Achieving this balance is a lifelong journey, and the Tarot offers a guide for that journey.  The twos of the Major Arcana give us the direction; the twos of the Minor Arcana give us the vehicle.  The High Priestess, the second card of the Major Arcana, shows dualistic thought emerging from its source in the unconscious.  She shows us the inner source of all our desires, a glimpse beyond dualism to the unity of mind in the water behind her veil.  Yet even to grasp the undivided life of the unconscious, we must begin to divide: the veil divides the High Priestess from the water behind her; foreground is divided from background.  She shows the path to oneness, but the path itself can only be expressed by a division.  

The suit cards deal with this division.  The Two of Cups gives us the union of male and female.  The man, embodying the active principle of life, steps forward and reaches out to the woman, who embodies the passive principle.  This stepping forward is the attempt to overcome through love the separateness that characterizes all human life–the attempt to know that we are not alone in the world, that there is another heart out there that understands us completely.  

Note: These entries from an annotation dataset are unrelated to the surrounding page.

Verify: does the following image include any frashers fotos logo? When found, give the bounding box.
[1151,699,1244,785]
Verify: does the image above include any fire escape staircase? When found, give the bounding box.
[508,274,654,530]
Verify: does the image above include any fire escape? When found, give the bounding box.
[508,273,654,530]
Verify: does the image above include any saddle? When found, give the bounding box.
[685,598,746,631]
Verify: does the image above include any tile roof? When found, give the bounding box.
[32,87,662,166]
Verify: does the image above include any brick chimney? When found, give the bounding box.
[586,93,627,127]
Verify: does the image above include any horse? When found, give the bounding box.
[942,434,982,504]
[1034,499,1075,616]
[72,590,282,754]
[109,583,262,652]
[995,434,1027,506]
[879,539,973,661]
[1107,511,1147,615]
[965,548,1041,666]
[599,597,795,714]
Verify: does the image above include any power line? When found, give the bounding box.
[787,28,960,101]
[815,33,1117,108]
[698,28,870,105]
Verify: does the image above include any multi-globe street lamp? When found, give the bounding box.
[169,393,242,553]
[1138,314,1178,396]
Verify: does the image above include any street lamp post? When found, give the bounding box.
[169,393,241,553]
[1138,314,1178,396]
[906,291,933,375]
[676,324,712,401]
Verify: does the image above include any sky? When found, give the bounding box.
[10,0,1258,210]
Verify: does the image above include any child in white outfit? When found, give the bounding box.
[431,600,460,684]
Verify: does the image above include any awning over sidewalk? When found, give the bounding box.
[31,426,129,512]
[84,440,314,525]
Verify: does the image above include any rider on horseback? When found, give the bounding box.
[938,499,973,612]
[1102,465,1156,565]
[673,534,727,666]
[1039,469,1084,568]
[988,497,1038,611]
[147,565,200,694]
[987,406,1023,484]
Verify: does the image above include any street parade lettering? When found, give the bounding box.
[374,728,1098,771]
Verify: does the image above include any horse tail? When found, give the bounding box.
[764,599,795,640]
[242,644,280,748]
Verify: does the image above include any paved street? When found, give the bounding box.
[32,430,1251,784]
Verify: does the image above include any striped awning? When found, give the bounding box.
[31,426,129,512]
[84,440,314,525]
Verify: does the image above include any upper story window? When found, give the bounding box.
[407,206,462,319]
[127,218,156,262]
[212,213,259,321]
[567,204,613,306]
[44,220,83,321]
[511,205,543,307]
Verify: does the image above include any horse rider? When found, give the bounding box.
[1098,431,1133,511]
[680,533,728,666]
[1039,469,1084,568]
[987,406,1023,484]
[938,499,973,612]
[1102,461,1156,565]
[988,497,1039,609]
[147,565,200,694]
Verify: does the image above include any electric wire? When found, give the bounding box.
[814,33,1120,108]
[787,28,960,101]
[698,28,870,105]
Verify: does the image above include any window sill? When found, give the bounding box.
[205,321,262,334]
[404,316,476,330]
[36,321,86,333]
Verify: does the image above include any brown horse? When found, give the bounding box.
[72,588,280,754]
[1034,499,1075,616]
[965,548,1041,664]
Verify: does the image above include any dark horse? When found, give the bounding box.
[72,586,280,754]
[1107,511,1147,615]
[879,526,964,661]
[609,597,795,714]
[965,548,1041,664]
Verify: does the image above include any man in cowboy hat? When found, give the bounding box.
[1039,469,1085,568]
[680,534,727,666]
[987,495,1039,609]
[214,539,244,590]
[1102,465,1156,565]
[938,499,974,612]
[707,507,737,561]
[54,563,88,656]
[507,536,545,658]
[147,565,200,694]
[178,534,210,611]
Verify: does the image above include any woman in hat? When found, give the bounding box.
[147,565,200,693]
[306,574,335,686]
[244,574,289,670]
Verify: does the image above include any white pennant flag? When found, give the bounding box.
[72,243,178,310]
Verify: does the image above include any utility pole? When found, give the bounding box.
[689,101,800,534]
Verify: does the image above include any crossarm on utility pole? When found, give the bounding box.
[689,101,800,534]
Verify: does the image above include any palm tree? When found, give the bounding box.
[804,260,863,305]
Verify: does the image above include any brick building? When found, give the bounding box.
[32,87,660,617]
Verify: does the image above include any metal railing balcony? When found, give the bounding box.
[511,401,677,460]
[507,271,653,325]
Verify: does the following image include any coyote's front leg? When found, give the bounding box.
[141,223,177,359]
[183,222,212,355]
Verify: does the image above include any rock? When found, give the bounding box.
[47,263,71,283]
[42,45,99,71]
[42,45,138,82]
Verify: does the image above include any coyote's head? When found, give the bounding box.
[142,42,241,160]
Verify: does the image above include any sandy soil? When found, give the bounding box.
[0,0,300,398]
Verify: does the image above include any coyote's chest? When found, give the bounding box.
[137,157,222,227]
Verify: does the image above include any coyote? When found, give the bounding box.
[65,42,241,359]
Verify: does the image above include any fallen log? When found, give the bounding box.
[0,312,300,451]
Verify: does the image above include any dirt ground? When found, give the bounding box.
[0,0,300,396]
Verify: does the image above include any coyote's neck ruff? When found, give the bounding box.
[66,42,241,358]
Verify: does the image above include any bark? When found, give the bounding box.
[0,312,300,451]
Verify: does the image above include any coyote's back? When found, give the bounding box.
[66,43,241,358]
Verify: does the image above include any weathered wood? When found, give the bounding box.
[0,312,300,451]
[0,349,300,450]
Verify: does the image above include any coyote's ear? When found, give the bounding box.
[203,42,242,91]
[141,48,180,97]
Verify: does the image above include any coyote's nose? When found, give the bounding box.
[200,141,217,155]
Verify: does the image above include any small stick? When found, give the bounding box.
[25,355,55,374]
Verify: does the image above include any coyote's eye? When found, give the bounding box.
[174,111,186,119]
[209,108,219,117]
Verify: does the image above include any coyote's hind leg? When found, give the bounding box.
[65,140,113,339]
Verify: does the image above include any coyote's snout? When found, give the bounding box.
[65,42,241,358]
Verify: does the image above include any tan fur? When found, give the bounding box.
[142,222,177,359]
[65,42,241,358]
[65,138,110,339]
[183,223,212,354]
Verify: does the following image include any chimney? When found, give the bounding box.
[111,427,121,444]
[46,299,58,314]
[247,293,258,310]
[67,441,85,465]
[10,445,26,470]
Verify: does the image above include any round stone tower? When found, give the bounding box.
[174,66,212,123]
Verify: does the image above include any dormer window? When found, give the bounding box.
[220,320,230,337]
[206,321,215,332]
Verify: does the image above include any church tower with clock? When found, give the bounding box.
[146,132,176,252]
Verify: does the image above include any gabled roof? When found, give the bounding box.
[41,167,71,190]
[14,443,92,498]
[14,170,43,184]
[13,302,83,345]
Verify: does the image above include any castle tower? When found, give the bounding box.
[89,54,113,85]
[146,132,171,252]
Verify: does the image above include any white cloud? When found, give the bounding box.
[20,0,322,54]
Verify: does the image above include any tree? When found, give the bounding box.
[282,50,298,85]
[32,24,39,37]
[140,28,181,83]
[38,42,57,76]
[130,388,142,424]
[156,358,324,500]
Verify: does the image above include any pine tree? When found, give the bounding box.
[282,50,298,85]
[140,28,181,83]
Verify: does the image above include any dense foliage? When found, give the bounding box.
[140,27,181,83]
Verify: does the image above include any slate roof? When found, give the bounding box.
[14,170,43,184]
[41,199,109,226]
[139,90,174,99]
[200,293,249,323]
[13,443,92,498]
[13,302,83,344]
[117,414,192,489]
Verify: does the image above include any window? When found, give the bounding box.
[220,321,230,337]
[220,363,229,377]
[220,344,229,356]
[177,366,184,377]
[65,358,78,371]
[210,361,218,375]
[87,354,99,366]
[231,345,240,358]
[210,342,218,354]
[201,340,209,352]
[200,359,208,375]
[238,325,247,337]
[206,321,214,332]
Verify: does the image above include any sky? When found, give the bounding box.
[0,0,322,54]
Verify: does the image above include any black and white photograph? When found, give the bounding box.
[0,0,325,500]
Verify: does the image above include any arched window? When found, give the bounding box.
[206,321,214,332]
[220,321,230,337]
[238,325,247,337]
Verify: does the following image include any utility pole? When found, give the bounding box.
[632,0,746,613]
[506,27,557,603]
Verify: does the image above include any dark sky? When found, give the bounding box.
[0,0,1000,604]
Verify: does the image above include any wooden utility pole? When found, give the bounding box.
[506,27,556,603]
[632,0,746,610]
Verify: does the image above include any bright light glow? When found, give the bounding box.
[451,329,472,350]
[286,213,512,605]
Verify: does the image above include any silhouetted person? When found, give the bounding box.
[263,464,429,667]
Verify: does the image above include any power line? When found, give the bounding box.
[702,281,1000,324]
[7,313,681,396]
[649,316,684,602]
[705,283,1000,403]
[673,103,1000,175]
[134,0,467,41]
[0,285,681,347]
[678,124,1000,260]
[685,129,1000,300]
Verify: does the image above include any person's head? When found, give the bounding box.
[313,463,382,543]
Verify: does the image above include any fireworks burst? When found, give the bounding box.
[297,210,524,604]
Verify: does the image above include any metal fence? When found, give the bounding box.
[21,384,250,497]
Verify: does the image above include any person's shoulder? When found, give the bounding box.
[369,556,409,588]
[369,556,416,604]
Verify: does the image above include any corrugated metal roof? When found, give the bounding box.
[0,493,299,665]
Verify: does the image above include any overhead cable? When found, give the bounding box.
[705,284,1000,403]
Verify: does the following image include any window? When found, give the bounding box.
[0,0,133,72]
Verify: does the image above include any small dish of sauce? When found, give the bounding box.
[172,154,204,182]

The Two of Swords shows a much different attitude.  On a gray stone bench, similar to the High Priestess’ own, sits another woman who is not as calm.  Like the High Priestess, this woman has water behind her, but threatening rocks break the surface.  She is blind to the water, blindfolded to all around her; she holds two swords crossed over her chest, and her arms must be growing weary.  For this woman, the water of the unconscious is troubled, and no veil softens its storms.  Sometimes, the unconscious is too close to the surface, and this woman’s defensiveness can seem like the only solution.  But she does not look comfortable, and her arms will not hold out forever.  

From the seated figure of the Two of Swords, we move to the seated figure of Justice.  Justice is card 11 of the Major Arcana, and the two ones of 11 add up to two.  Unlike the woman in the Two of Swords, she has no blindfold and she sees the truth clearly.  Her sword is drawn, but so are her scales, and with these she regains the balance that seemed so precarious in the Two of Swords.  With Justice as with the High Priestess, the veil is drawn between two columns, but with Justice no water lies behind the veil.  This card brings us from the pure unconscious energy of the High Priestess, through the attempt to merge conscious and unconscious in the Two of Cups, through the near breakdown of consciousness in the Two of Swords, to the full power of the conscious mind.  Justice is virtue pursued with reason, and this power of understanding and accepting the moral consequences of our actions is what makes us fully human.

From Justice we return to the Minor Arcana.  The Two of Wands has achieved the humanity signaled by Justice.  A man in maturity stands atop a castle, overlooking a village and the sea.  He hold a small world in his hands.  He has channeled and contained the creativity of the wands and the power of water, and he has much to show for it.  He has balanced the opposing forces in his life; his world has harmony between land and sea, society and nature.

Rachel Pollack has suggested that this man in the castle may be too accomplished1; with such perfect balance, what is there left to do?  Here we return to our juggler, the man of the Two of Pentacles.  For no matter how high we rise in the world, we should never lose our sense of fun; also, we can never forget that the street performer juggling for coins is as human and needed as the leader in his castle.  The juggler gives back some of the conscious control of the Two of Wands; in return he receives the beauty of dance and play, because true harmony needs an element of chaos to balance control.  The rolling waves behind him, their unconscious power, remind us that the world, though so small in the hands of the man in the castle, is bigger than us all.  

The final call of the twos of the Tarot comes in the Judgement card, number 20, two multiplied by ten; this is the call from our original home to regain that oneness we left behind the veil of the High Priestess, the call to rise up and rejoin each other in a realm outside time.  We cannot wait for this Judgement to come, however, because it is already here; that possibility to overcome suffering and discover joy exists in every second if we are aware of it.  It is the reason the juggler never drops his plates, the day never loses its night, and the kitten never loses her purr.  That home is always with us; we have only to listen to its call.

1. Pollack, Rachel.  Seventy-Eight Degrees of Wisdom.  San Francisco:  Red Wheel/Weiser, LLC, 2007, p. 181.